Мы не проснемся однажды другими людьми. У нас останутся все те же желания, интересы, амбиции

Язык поддерживает стереотипы. Когда мы говорим «старик», в сознании рисуются какие-то средневековые картины: седовласые люди в лохмотьях, бредущие по обочине. Про себя так говорить — «старик», «старуха», — никому говорить не хочется.  

«Пожилые люди», наверное, достаточно нейтральный термин. Но он тоже не всегда удобен. Мы в фонде сейчас пришли к тому, что каждого человека стараемся называть по имени-отчеству. А дальше — как сам человек попросит. 

— Мы про пожилых людей говорим так, как будто это какие-то другие. Так же, кстати, говорим про детей.

 

— Да, есть такая черта. И в том, что мы от старости стремимся отвернуться, в том числе причина невозможности быстрых изменений. Когда мы чего-то боимся, это что-то сложно изменить. У нас в фонде главный тезис —  что думая о старости, мы думаем о будущем. Своем, своих друзей, своих детей. Чем раньше мы поймем, какой интересной, насыщенной, прекрасной может быть старость, тем раньше она перестанет нас пугать и начнет восприниматься как время возможностей.

Государство должно сделать так, чтобы мы не боялись стать немощными, стать обузой, бременем для близких. Но в целом траектория старения — личная забота каждого. Мы не проснемся однажды другими людьми. У нас останутся все те же желания, интересы, амбиции. 

Елизавета Олескина: «У нас в фонде главный тезис — что думая о старости, мы думаем о будущем» (Фото: DR)

— Можем ли мы какие-то из проблем, возникающих в старшем возрасте, профилактировать?

— Да, безусловно. Многих проблем можно избежать, ведя здоровый образ жизни.
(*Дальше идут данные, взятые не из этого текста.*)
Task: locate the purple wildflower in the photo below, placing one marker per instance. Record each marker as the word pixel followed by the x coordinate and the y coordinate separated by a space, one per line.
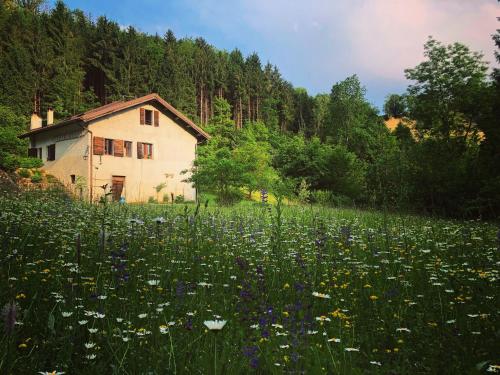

Очень важно понимание собственной жизненной траектории. 

 

Но какой бы ни была личная ответственность человека перед собой и своей семьей, никто не должен оставаться один на один с бедой, с немощью. 

— Есть ли у того, о чем мы сейчас говорим, гендерный аспект? 

— Я думаю, гендерный аспект пронзает всю нашу реальность, в которой женщин больше, чем мужчин. Средний возраст, в котором уходят мужчины, даже по официальным данным сильно ниже, чем тот возраст, до которого могут жить женщины. Я бы, наверное, отметила нарастающее одиночество пожилых женщин, которые остаются без супруга. Просто чтобы было понятно: для пожилого человека потеря супруга или супруги – это трагедия сильнее, чем потеря любого другого родственника. Потому что супруг — это уже часть тебя, и его уход — запредельное горе. 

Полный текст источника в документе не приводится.